The EU has already signalled its intention to prioritise migration control in the next pact, by conditioning future aid and financial investment on African countries doing far more to control their borders.
“The EU’s new partnership with Africa must do more with migration [policy],” said Koen Vervaeke, managing director for Africa at the European External Action Service (EEAS), at a meeting at the Chatham House think tank in March.
Such is the preoccupation of EU countries with migration control that the bloc’s negotiating mandate on the successor to Cotonou was only agreed in late June after being held up for several months by a small group of member states led by Hungary and Poland.
The two Visegrad countries, which have been blocking any EU-wide quotas for resettling migrants from North Africa for the past two years, want the chapter in Cotonou covering readmission of would-be migrants from the ACP who are not granted leave to remain in Europe to be substantially toughened up.
In return for doing more to take back illegal migrants, EU officials are dangling the promise of easing the legal mechanisms for African migrants to legally move to Europe.
At the June European Council summit, the communique agreed by leaders talked about the need to ‘explore the concept of regional disembarkation centres.’
However, the idea of migration ‘platforms’ being hosted on African soil has so far been roundly rejected.
Morocco led the rejection of the platform concept at an African Union summit on 2 July, just days after EU leaders agreed to pursue the idea.
“It is an easy, counterproductive solution,” said Morocco’s Foreign Minister, Nasser Bourita.

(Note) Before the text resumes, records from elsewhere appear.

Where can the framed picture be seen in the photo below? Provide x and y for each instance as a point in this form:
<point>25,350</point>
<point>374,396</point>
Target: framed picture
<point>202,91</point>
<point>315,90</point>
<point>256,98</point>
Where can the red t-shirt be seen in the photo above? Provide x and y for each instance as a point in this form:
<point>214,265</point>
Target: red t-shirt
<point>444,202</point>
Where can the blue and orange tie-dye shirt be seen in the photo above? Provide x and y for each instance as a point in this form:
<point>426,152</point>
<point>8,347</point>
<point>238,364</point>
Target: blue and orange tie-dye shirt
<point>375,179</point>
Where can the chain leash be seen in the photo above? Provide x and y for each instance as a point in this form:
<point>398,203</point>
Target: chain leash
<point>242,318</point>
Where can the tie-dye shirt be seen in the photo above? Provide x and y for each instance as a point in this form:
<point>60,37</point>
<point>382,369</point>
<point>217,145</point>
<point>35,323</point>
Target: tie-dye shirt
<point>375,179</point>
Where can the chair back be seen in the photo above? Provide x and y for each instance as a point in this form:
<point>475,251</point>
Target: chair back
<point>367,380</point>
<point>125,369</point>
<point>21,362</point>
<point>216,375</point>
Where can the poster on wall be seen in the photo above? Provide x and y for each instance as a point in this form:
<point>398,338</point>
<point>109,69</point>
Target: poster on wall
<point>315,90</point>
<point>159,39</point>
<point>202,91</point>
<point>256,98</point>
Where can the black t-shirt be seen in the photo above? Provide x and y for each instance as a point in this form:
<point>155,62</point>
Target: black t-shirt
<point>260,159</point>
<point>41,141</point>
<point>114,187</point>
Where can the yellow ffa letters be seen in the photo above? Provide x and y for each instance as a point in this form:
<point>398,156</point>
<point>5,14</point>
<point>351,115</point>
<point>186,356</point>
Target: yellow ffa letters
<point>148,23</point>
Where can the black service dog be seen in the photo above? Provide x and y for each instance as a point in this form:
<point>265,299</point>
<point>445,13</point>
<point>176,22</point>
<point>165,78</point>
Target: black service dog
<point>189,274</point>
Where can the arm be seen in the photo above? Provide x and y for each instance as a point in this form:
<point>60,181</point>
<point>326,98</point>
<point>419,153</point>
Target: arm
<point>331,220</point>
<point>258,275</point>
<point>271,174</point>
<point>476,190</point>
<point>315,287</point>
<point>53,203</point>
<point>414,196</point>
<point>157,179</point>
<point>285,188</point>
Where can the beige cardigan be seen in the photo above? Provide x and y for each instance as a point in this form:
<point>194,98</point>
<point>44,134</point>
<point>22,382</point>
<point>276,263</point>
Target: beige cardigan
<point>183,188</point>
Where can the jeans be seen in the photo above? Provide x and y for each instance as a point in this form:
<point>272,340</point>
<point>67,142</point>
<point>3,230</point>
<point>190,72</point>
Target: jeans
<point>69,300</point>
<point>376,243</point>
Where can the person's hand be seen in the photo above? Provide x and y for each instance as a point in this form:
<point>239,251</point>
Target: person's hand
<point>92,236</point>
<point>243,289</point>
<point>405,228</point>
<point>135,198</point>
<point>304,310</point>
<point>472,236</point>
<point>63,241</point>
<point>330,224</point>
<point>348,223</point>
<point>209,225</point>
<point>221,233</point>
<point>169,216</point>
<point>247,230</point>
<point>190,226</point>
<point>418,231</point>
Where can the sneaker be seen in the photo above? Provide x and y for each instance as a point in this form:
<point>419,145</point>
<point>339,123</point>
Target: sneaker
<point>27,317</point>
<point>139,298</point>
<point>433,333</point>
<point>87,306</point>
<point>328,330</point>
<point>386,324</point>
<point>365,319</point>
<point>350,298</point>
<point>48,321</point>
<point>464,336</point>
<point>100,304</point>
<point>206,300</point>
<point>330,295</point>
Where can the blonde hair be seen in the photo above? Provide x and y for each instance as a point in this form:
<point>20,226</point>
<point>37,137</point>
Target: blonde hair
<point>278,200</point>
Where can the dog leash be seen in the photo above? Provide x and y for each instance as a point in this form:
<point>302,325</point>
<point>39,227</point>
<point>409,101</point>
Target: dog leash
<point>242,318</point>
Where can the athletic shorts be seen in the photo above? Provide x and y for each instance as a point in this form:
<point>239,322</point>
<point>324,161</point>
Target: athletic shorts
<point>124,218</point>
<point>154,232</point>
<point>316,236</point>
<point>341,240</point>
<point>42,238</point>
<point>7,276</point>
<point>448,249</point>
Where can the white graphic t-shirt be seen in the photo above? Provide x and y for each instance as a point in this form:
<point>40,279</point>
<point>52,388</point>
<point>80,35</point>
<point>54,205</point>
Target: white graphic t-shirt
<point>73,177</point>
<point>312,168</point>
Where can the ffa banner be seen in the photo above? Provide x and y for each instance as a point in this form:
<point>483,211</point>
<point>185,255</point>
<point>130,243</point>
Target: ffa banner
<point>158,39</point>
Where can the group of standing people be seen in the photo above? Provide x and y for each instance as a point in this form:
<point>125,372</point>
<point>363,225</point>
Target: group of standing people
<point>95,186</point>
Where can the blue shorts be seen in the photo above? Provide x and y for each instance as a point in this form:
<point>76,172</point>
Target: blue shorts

Instead, African leaders agreed to set up an African Observatory for Migration and Development (OAMD), which will be based in Rabat, and will focus on “harmonising the national strategies of African states and improving interaction with partners”.
However, if African leaders have so far refused to host the new centres, Faki said that the continent bore its own responsibility for the migration crisis, condemning what he described as ‘intolerable actions’ committed against African migrants on their own continent. Those words are yet to be matched by concrete actions by governments.
With more than three years of EU-African summits having produced little in the way of agreement on migration, there are few signs of the impasse being overcome inside the next 18 months of negotiations. But that would be unlikely to completely derail EU-ACP relations.
A ‘no deal’ on migration could prevent a successor to Cotonou being agreed, but wouldn’t throw out the baby with the bath water.
“Cotonou has the potential to be extended,” said Lopes.
“I would say there is no risk of no deal. It is not like Brexit. If we don’t have an agreement by 2020 then we will extend what we already have.”